There's also an exploration of how friendships evolve over time, how sometimes you realize things about people you've always known that you wish you hadn't, that sometimes you have to cut ties. Alternately, there are friends who guard your secrets, watch out for and over you, friends who will sit at your kitchen table with you late at night and sort out whatever needs sorting with you. I didn't want this one to end... (I'm thinking now about how Aibileen was a reader just like me, how getting books smuggled to her from the "white" library gave her the same joy, the same open mind, the same depth of feeling, which again makes me cry.)
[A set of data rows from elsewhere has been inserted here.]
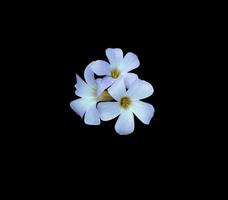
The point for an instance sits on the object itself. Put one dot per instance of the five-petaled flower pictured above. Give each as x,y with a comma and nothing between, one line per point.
122,97
127,103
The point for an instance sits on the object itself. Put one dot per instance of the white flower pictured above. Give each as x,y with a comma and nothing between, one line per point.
128,102
90,93
119,67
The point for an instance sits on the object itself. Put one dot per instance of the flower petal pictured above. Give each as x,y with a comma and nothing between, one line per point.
140,89
82,89
89,76
115,56
129,79
108,110
103,84
117,90
125,123
144,111
80,106
129,62
101,68
92,115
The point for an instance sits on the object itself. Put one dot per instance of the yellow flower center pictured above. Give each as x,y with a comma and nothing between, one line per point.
115,73
125,102
105,96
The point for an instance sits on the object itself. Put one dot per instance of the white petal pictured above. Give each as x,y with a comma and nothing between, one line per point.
80,106
129,79
125,123
140,89
82,89
92,115
103,84
129,62
101,68
89,76
144,111
115,56
117,90
108,110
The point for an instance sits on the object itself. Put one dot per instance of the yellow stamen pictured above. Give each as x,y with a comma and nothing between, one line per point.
125,102
105,96
115,73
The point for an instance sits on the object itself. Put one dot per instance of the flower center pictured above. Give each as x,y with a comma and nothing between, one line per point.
105,96
115,73
125,102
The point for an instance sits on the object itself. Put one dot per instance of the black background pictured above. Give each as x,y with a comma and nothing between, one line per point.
165,43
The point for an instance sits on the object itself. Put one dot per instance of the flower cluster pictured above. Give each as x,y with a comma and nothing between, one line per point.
116,93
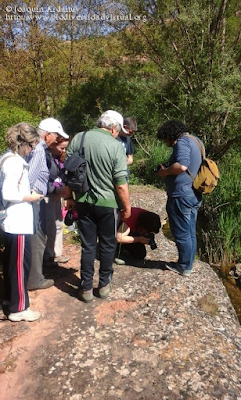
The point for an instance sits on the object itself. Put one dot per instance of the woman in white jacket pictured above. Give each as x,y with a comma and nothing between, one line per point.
18,223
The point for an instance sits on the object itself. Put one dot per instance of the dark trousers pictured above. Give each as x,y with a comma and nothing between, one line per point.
16,267
38,244
97,222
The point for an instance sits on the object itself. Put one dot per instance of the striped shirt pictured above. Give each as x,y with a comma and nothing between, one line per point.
38,170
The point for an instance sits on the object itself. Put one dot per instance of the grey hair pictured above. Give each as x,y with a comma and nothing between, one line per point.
42,133
105,121
19,134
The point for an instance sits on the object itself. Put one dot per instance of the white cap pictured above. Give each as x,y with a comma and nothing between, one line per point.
116,117
53,126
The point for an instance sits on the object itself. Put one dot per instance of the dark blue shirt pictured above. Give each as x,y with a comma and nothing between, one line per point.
187,153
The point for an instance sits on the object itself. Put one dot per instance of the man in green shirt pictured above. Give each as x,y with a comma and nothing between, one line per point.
99,209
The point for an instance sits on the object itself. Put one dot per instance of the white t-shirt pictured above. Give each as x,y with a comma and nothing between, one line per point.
15,185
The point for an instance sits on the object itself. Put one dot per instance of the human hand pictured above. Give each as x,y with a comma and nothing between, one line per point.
36,196
125,213
162,172
69,204
143,240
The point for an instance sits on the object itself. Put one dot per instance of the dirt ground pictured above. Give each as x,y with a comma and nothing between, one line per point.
158,336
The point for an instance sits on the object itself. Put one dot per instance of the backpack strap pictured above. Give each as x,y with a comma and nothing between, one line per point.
81,149
201,148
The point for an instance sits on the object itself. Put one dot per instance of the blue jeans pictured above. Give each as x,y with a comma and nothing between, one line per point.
182,214
97,222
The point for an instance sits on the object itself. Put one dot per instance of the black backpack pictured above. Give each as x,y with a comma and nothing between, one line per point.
76,171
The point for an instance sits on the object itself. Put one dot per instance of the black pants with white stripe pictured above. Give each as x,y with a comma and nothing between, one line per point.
97,222
16,267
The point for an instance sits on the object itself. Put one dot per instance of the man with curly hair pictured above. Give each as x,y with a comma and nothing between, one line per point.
183,200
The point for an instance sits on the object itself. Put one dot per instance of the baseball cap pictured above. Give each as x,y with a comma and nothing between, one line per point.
116,117
53,126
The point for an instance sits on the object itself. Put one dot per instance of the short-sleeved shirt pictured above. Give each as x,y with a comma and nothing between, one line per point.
127,144
187,153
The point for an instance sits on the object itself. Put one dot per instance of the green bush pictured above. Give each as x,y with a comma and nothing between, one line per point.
146,159
220,217
11,115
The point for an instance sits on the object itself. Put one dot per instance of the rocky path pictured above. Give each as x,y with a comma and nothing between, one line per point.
158,336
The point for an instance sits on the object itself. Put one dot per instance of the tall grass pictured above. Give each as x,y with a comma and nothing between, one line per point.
219,220
221,214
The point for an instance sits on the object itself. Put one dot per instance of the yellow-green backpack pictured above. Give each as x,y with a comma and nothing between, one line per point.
208,174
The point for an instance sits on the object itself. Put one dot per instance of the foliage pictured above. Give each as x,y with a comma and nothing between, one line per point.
145,162
220,218
11,115
131,97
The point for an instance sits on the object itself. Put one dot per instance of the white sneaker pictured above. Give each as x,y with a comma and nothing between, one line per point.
26,315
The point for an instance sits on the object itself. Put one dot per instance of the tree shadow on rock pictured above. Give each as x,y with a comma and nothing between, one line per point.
147,264
65,279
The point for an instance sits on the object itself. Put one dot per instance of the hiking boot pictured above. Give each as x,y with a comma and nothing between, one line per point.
119,261
26,315
62,259
5,309
105,291
85,295
174,268
50,264
44,285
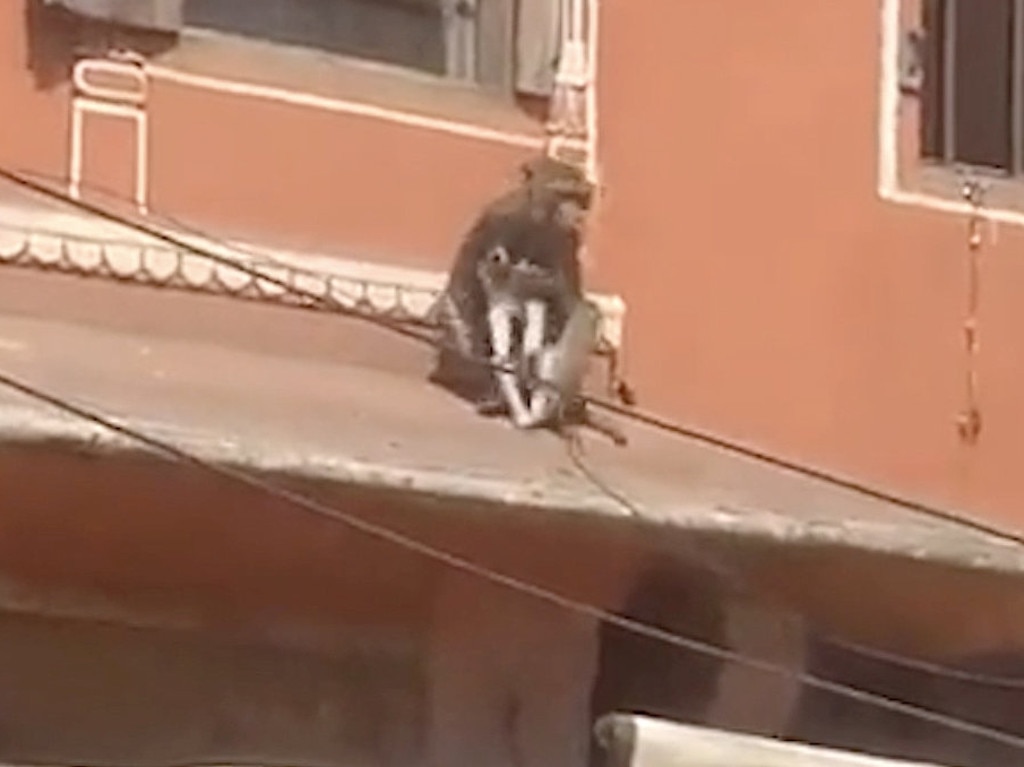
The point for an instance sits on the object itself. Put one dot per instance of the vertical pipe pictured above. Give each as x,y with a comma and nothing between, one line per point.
1017,90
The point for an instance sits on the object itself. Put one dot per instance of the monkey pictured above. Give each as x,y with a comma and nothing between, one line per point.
547,208
555,373
529,281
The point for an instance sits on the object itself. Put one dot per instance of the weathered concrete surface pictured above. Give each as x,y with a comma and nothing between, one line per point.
349,424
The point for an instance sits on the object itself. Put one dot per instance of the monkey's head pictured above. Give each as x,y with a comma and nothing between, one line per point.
559,189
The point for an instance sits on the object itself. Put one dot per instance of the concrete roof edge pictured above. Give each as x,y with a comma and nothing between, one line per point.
30,424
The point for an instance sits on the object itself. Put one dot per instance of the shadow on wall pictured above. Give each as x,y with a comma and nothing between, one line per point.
81,692
646,676
825,719
56,38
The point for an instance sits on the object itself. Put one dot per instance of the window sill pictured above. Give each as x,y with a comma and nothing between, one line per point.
335,77
946,182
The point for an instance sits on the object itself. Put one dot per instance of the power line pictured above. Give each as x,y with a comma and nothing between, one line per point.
651,420
578,460
312,506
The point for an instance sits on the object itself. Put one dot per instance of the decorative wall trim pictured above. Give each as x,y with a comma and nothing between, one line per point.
72,244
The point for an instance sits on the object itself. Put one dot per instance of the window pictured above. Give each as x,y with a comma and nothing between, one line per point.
971,54
466,40
505,45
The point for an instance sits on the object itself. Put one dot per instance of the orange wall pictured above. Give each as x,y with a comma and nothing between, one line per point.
772,296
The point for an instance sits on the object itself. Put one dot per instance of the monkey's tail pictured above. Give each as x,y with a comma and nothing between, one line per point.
574,452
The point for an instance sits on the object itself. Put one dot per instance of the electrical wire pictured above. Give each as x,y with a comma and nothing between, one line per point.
22,179
320,509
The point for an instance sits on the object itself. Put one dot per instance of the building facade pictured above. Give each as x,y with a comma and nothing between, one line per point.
804,241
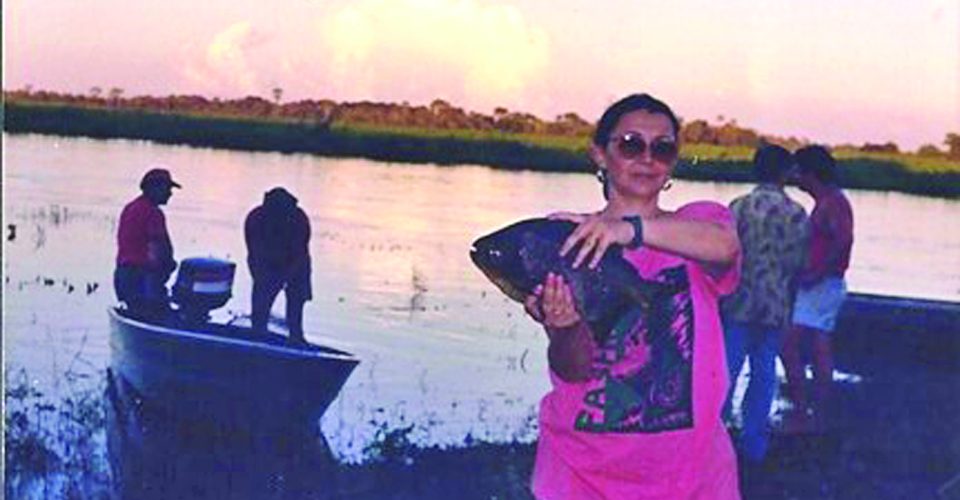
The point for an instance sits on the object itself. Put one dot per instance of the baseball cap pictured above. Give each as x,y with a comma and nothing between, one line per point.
158,176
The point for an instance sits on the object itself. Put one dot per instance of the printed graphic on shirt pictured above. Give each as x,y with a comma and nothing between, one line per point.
642,378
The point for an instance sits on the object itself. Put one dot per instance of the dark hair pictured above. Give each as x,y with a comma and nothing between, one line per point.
818,161
634,102
771,162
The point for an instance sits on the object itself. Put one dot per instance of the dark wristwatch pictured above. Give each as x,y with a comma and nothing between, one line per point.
637,224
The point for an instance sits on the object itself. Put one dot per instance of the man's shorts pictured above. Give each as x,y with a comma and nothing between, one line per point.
818,306
297,287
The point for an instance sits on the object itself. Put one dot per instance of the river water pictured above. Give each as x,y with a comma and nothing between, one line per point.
441,349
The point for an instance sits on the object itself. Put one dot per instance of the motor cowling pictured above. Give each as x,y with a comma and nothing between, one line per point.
203,284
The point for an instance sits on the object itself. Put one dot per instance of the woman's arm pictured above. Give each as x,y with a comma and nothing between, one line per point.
714,244
571,349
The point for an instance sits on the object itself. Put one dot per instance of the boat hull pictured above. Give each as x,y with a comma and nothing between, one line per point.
876,333
225,373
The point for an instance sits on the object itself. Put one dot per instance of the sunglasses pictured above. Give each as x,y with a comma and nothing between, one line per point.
631,146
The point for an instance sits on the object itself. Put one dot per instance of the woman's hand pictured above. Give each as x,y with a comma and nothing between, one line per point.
552,304
595,233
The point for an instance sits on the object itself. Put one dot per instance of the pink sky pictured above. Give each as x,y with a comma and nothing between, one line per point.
850,71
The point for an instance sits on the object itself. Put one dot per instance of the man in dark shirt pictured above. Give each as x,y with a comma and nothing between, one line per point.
144,251
277,235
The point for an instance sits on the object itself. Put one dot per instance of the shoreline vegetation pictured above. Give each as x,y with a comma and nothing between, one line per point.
445,135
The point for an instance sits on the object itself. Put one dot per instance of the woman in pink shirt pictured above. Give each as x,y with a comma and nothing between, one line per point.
637,415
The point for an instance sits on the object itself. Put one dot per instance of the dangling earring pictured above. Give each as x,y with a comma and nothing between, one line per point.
604,181
667,185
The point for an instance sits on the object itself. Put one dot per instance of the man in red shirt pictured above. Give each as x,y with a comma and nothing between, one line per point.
144,251
278,235
822,287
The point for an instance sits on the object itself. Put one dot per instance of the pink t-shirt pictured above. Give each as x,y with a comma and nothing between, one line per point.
141,223
647,424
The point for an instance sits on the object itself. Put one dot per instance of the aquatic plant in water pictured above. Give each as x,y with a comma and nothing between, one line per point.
54,447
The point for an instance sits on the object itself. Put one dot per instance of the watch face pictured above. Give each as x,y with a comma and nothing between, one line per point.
637,224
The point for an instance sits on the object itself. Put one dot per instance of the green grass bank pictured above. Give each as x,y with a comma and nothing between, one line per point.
872,171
I've otherwise been stuck on a theme in my reading, World War 2, starting back with The Book Thief, then Sarah's Key and The Diplomat's Wife, all centered on the Germans and the Holocaust. Then The Piano Teacher which, like Shanghai Girls, focused on the war in the Pacific. Maybe I'm drawn to these stories because both of my grandfathers fought in the war, one against the Germans, the other in the Pacific. I know just reading historical fiction can't even begin to adequately show me their experiences, but somehow reading about that time period gives me a little glimpse, a little more understanding, I guess. Such a fascinating and horrifying and poignant time in history. Not so long ago really, but also a world away from my own life today.
Today I finished Elizabeth Berg's Dream When You're Feeling Blue, a book I found at the thrift store a couple of weeks ago. This story follows 3 beautiful sisters and the various soldiers they correspond with during the war. Wouldn't I love to have all the letters to and from my grandfathers? Who wrote to them? I especially noted a passage summing up what one soldier had written to oldest sister Kitty:
"He thought times like this could galvanize people into a certain kind of unity but could also make for unexpected changes in the individual, for strange contradictions. He said he himself had begun to feel the need to be alone most of the time. And yet he also felt a kind of love and compassion for humanity far greater than what he'd ever felt before. He found it hard to blame the war on any one person. He thought that, despite witnessing--and taking part in--such unimaginable violence, most soldiers would come home from the war wanting never to hurt anything again.
"He told her about boys who came back from the battle vacant-eyed, their hands shaking, who in a few hours' time were ready to smile and joke again and then eager to rejoin those at the front. He said that extinguishing life in another seemed to make you unspeakably grateful for your own, indeed for life in general. For a few hours after a battle, Hank said, everything the men looked at seemed caressed by their eyes. They were such young boys. They were such old men."
I'll be thinking of William Archie Curtis and Julian Jasper Cowan when we celebrate the 4th this weekend, as I do on any holiday or moment with a patriotic slant. I'll never really know what those two went through, and I'll never be able to really define how I feel about what they did, the young boys they were, the old men I watched them become. But I'll think of them kindly and generously, as Hank described, as men who saw and felt so much pain that they never wanted to hurt anything again. My whole life they've been so very kind, so very generous, to me.